What is the arc length of `f(x)=sqrt(18-x^2)` on `x in [0,3]`?

Answer 1

The arc length `L = (3pi sqrt2)/4`

Explanation:

The formula for the arc length `L` of a curve is:

`L = int_a^b sqrt(1+(dy/dx)^2) dx`

First, let's find the derivative of our function, which I'll rename `y` for simplicity.

`y = sqrt(18-x^2)`

`dy/dx = 1/(2sqrt(18-x^2)) * d/dx(18-x^2)`

`dy/dx = 1/(2sqrt(18-x^2)) * (-2x) = (-x)/sqrt(18-x^2)`

Plugging in what we have here...

`L = int_0^3 sqrt(1+(dy/dx)^2) dx`

`L = int_0^3 sqrt(1+((-x)/sqrt(18-x^2))^2) dx`

`L = int_0^3 sqrt(1+(x^2)/(18-x^2)) dx`

`L = int_0^3 sqrt(((18-x^2)+x^2)/(18-x^2)) dx`

`L = int_0^3 sqrt(18/(18-x^2)) dx`

Using the formula `intdx/sqrt(a^2-x^2) = arcsin(x/a) + C`

`L = sqrt18 int_0^3 dx/sqrt(18-x^2) = [sqrt18arcsin(x/sqrt18)]_0^3`

`= sqrt18 arcsin(3/sqrt18) - sqrt18 arcsin(0/sqrt18)`

`= sqrt18 arcsin(1/sqrt2) - sqrt18 arcsin(0)`

`= sqrt18 * (pi/4)`

`L = (3pi sqrt2)/4`

Final Answer

Answer 2

Alternatively (and I didn't realize this until after I solved it brute-force with calculus), you could just use the fact that this curve is part of a circle with a radius of `sqrt18 = 3sqrt2`

Since the ending x-point of the arc is at `x=3`, the ending y-coordinate will be at:

`y = sqrt(18-(3)^2) = sqrt(18-9) = sqrt9 = 3`

Since the circle is centered at the origin, and the x and y coordinates of the endpoint of the arc are equal (i.e. the line `y=x` passes through the endpoint), the endpoint must be at a bearing of `pi/4` with respect to either the x or y axis.

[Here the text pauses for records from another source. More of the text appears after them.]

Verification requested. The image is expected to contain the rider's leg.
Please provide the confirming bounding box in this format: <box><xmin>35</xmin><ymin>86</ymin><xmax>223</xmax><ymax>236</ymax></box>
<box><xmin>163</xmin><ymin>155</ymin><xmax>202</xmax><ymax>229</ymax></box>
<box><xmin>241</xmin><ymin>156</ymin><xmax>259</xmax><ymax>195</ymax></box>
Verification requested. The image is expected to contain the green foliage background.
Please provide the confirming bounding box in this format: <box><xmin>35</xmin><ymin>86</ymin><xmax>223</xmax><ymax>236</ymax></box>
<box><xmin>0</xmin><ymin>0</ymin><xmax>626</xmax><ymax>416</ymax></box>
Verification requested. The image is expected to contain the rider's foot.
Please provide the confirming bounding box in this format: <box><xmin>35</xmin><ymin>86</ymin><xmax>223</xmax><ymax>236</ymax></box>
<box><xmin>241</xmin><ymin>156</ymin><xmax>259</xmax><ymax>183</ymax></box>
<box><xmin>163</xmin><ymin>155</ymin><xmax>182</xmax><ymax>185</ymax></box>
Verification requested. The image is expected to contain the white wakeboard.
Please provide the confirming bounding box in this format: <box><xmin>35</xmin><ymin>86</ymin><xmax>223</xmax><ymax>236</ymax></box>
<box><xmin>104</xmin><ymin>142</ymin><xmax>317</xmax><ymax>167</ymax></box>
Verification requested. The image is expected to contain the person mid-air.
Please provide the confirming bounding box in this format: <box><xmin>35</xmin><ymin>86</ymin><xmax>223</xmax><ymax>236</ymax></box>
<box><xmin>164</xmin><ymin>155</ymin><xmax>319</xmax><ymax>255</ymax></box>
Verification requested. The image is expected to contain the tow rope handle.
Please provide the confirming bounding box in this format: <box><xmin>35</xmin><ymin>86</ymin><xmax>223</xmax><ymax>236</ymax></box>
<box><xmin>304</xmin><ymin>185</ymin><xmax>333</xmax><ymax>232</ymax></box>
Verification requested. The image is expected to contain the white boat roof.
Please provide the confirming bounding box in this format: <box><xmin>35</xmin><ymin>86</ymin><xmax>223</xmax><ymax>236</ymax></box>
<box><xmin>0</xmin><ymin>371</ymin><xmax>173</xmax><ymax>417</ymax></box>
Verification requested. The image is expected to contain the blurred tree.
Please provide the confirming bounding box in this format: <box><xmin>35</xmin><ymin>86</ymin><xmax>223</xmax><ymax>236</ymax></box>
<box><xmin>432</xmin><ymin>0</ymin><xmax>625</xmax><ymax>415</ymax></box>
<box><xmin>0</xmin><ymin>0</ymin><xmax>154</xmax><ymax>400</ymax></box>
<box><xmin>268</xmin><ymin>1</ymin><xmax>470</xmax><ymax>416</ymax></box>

Since the starting point is on the y-axis, this means that the arc covers `pi/4` radians. Using the basic algebraic formula for arc length, we can see much more simply that:

`L_"circle" = ("angle") * ("radius") = (pi/4) * (3sqrt2) = (3pi sqrt2)/4`

Final Answer